淡路島フィールドワーク

2023.8.27


淡路島で「継承」を考える

杉本春佳/神戸大学

 

淡路島への観光は「次世代への継承」を考えるきっかけになる。今までは知らなかった淡路島の魅力を本レポートで伝えたい。

 

●「土」から見えた可能性

 

今回お世話になった「タネノチカラ」の方々は、株式会社パソナの農業支援活動の一事業として、企業や教育機関などにSDGs研修プログラムを提供している。私たちは2時間のプログラムに参加した。短い時間ではあったが、代表者である金子さんの講義や、農場での視覚的体験によって、非常に濃い時間を過ごすことができた。

金子さんは講義の中で、地球温暖化や食料自給率の低下がこのまま進めば私たちの生活に間違いなく影響があることや、私たちの衣食住に密接に関わっている土が減っていっているという実情について詳しく教えてくださった。数多くの解決困難な問題について聞いたが、講義の最後の金子さんの言葉が強く印象に残っている。「今の世代は数多くの問題を何とかできる最後の世代だ。」という言葉である。私たちは自然を改悪することができるけれども、行動を起こし、改善させることもできる。

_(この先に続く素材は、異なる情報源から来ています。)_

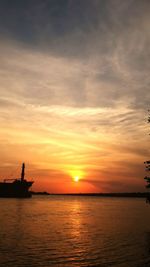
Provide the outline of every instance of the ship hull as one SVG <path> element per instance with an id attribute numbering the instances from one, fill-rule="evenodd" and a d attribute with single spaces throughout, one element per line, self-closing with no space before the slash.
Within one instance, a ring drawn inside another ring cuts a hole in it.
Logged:
<path id="1" fill-rule="evenodd" d="M 0 197 L 6 198 L 29 198 L 32 193 L 29 188 L 32 186 L 33 182 L 30 181 L 20 181 L 15 180 L 13 183 L 0 183 Z"/>

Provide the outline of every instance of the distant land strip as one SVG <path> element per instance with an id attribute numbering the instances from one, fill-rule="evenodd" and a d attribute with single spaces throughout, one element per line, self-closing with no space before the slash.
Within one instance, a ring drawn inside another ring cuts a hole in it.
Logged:
<path id="1" fill-rule="evenodd" d="M 124 193 L 48 193 L 44 192 L 31 192 L 33 195 L 46 195 L 46 196 L 91 196 L 91 197 L 135 197 L 146 198 L 150 196 L 150 192 L 124 192 Z"/>

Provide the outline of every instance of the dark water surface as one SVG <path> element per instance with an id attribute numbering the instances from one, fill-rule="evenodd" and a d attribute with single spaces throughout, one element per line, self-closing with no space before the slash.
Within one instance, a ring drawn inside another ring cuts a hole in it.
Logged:
<path id="1" fill-rule="evenodd" d="M 150 266 L 144 199 L 0 199 L 0 267 Z"/>

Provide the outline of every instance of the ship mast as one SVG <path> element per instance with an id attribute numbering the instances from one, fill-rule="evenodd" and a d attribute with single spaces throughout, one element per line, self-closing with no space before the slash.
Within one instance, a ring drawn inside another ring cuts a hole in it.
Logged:
<path id="1" fill-rule="evenodd" d="M 24 180 L 24 176 L 25 176 L 25 163 L 22 164 L 21 181 Z"/>

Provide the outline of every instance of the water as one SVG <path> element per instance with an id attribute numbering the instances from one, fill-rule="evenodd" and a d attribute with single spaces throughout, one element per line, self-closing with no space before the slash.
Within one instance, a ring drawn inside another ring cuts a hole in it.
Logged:
<path id="1" fill-rule="evenodd" d="M 150 266 L 144 199 L 0 199 L 0 267 Z"/>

講義のあと、農場を歩いたときに見た「土」が、その言葉を裏付けてくれたように感じた。

 

 

 

淡路島の土は本来海砂であり、何も手を加えなければ白いままである。しかし、人間が介入し、炭素と窒素の割合を考えて集めて、虫に分解してもらうと、黒くて栄養分の高い土を多く作ることができる。この目で黒い土を見て、自然の力と人間の知恵を組み合わせれば、いい方向に進むかもしれないという可能性を感じた。

 

●未知数の可能性を持つ人形浄瑠璃

 
淡路人形座では伝統芸能である人形浄瑠璃を鑑賞した。入場する前に目に入るのは人形が多く映っているポスター。あの「最後の晩餐」に似せて撮ったのだという。なんとこれがイタリアで大好評だそうだ。

 

 

劇場に入ると、すぐに演目が始まるのではなく、舞台裏ツアーが始まった。ずらりと並ぶ人形や、本物に見間違えるほどの馬の人形。なかなか見ることのできないものだったため、非常に楽しく舞台裏を回ることができた。

ツアーが終わると、演目が開始した。今回、鑑賞したのは「戎舞」という演目である。戎さまが床屋の家にやってきて、床屋がお神酒を出すと、戎さまはそれを飲んで舞い始める。すべて飲み干してしまった後、船に乗り、大きな鯛を釣って「めでたし、めでたし。」と再び舞う、というような話である。複雑な設定もなく、人形の動きや音楽、太夫の語りが非常に愉快であったため、初めて鑑賞する私でも楽しむことができた。

 

● 観光という視点から考える

 

タネノチカラのプログラムは金子さんに問いを投げかけられることで、SDGsについて考え、土や植物、動物の姿を直接見ることで、自然の凄さを再確認することができる。一度訪れることできっとタネノチカラの方々の思いを理解することができるだろう。しかし、SDGsへの行動が求められている企業や教育機関には需要があると感じたが、一般の需要を考えると、自分からSDGsを学びに行くことはハードルが高いように思う。一般の客を増やそうと考える場合、注目すべきなのはレストランである。今回のプログラムは「農家レストラン陽・燦燦」の横にある農場で行い、その後レストランで食事をしたのだが、店内は家族連れで賑わっていたように感じた。食事の前後に家族で気軽に農場を探検できるプランを提案したい。

 

人形浄瑠璃に関しては、「最後の晩餐」のポスターが作られたように海外向けのマーケティングが進められていると事前に聞いていたが、言葉がわからなくても理解できる内容であったため、海外の方でも楽しんでもらえそうだと感じた。しかし、舞台裏ツアーは改善すべき点があると考える。数人外国の方がいたが、説明は日本語のみで行われていた。実際そのようにする動きがあると伺ったのだが、外国語を話せるガイドをつけたり、外国語で説明書きしてあるパンフレットを配布するなどの工夫が必要だと感じた。

今回は「戎舞」を鑑賞したが、お盆の期間には「桃太郎」の公演を行い、小学生に大好評であったと伺った。演目をよく知っている作品にすることで、浄瑠璃は身近なものであるという意識が生まれ、誇るべき自分の地域の文化であると考えるようになるはずだ。現代において伝統文化の継承は難しい問題だが、海外の方でも楽しめて、子どもたちにも歩み寄った演目ができる人形浄瑠璃は未知数の可能性を秘めていると感じた。

 

●さいごに

 

淡路島への観光は、自然や伝統文化といった継承していくべき大事なものの価値を正しく理解し、守ろうという意識を生むきっかけとなるだろう。ぜひ今までとは違った視点で淡路島を訪れてほしい。